We tested WD Red SMR v CMR drives to see if there was indeed a significant impact with the change. We found SMR can put data at risk 13-16x longer than CMR //
The performance results achieved by the WD Red WD40EFAX surprised me; my only personal experience with SMR drives prior to this point was with Seagate’s Archive line. Based on my time with those drives, I was expecting much poorer results. Instead, individually the WD Red SMR drives Are essentially functional. They work aggressively in the background to mitigate their own limitations. The performance of the drive seemed to recover relatively quickly if given even brief periods of inactivity. For single drive installations, the WD40EFAX will likely function without issue.

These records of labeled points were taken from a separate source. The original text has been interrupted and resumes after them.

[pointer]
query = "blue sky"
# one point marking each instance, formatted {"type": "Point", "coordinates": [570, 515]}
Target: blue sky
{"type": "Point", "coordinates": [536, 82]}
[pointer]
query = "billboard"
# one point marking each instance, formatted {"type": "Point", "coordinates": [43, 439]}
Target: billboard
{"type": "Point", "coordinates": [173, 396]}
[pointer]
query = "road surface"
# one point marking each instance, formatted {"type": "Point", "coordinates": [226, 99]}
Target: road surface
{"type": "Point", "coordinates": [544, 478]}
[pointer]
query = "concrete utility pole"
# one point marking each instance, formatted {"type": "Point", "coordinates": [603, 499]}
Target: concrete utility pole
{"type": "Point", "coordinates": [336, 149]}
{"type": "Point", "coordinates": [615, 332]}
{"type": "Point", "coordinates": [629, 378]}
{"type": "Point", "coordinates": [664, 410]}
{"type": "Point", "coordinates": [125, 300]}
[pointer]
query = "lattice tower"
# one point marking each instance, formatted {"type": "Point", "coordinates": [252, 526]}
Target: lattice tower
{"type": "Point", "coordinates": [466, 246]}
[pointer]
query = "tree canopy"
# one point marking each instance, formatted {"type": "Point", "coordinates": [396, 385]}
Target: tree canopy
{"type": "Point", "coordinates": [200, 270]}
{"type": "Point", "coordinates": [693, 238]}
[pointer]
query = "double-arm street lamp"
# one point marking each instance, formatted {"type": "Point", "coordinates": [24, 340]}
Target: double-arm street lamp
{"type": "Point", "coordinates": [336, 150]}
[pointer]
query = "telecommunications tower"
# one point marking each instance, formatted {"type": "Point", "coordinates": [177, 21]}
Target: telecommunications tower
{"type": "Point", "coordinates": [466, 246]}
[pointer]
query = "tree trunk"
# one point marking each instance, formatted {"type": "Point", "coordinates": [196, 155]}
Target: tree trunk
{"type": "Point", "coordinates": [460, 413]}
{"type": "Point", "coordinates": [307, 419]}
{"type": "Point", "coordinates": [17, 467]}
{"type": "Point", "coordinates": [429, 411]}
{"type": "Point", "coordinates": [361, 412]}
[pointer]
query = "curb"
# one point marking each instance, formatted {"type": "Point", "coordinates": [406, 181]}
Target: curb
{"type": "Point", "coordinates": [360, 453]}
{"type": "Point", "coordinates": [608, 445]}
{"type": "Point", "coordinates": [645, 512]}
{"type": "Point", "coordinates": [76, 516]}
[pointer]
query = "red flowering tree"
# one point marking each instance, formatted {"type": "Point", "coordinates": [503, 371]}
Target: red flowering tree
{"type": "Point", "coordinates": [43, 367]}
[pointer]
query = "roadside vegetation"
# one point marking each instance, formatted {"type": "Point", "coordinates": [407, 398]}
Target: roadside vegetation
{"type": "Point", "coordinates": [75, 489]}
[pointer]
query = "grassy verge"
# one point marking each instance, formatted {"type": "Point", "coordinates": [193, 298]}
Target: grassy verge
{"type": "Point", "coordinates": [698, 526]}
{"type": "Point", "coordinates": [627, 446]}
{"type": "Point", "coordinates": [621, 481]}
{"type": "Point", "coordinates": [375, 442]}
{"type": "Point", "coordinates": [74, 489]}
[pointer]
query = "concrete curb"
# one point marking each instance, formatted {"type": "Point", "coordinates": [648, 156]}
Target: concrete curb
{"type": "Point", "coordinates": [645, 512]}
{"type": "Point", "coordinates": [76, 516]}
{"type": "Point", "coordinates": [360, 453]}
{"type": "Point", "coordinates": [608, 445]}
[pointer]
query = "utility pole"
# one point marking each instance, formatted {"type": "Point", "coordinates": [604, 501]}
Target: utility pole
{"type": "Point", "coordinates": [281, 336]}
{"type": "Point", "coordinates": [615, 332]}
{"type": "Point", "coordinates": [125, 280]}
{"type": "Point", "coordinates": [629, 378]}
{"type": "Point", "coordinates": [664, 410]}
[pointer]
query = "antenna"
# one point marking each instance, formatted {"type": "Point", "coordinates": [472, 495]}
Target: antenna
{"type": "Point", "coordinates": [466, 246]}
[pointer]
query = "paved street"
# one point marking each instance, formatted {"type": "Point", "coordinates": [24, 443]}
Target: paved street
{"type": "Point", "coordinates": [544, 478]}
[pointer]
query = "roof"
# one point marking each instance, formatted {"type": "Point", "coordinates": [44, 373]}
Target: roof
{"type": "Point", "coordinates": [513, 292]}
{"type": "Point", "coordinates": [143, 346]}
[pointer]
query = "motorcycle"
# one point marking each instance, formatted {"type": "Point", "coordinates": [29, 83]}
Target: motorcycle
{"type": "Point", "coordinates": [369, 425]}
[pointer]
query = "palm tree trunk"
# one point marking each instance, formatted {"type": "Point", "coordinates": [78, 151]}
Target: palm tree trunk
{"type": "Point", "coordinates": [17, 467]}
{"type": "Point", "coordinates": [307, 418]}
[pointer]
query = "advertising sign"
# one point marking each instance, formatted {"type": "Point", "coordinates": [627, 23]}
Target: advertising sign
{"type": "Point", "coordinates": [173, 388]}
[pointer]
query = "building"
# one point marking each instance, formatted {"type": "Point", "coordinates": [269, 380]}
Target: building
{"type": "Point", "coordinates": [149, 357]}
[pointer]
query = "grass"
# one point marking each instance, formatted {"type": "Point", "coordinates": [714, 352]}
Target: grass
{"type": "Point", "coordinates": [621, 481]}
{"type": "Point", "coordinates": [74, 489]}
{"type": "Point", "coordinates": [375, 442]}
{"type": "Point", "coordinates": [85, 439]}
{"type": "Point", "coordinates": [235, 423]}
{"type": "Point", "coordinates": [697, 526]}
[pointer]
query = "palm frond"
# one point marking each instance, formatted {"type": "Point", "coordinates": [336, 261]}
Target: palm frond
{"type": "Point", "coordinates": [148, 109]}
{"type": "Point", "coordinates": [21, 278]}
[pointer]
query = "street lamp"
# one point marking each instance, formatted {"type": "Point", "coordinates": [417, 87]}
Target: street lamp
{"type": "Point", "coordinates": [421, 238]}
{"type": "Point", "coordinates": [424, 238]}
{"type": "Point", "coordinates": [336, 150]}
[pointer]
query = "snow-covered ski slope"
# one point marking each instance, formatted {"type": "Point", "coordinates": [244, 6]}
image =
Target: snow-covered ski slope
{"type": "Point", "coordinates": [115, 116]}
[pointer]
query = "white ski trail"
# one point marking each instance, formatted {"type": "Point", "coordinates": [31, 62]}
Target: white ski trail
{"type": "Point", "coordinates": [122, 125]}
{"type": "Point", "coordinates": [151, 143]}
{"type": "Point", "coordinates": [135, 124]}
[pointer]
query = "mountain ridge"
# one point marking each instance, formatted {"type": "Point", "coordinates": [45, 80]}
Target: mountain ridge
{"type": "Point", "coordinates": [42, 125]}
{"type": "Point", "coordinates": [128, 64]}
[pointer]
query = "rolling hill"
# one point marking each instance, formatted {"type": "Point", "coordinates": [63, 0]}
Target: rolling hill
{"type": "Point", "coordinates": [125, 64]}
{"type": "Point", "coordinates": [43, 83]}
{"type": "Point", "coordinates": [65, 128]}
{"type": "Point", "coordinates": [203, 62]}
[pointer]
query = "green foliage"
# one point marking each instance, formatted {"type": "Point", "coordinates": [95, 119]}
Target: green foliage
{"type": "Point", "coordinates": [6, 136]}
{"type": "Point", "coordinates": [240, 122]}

However, the WD40EFAX is not a consumer desktop-focused drive. Instead, it is a WD Red drive with NAS branding all over it. When that NAS readiness was put to the test the drive performed spectacularly badly. The RAIDZ results were so poor that, in my mind, they overshadow the otherwise decent performance of the drive. //
The WD40EFAX is demonstrably a worse drive than the CMR based WD40EFRX, and assuming that you have a choice in your purchase the CMR drive is the superior product. Given the significant performance and capability differential between the CMR WD Red and the SMR model, they should be different brands or lines rather than just product numbers. In online product catalogs keeping the same branding means that it shows as a “newer model” at many retailers. Many will simply purchase the newer model expecting it to be better as previous generations have been. That is not a recipe for success.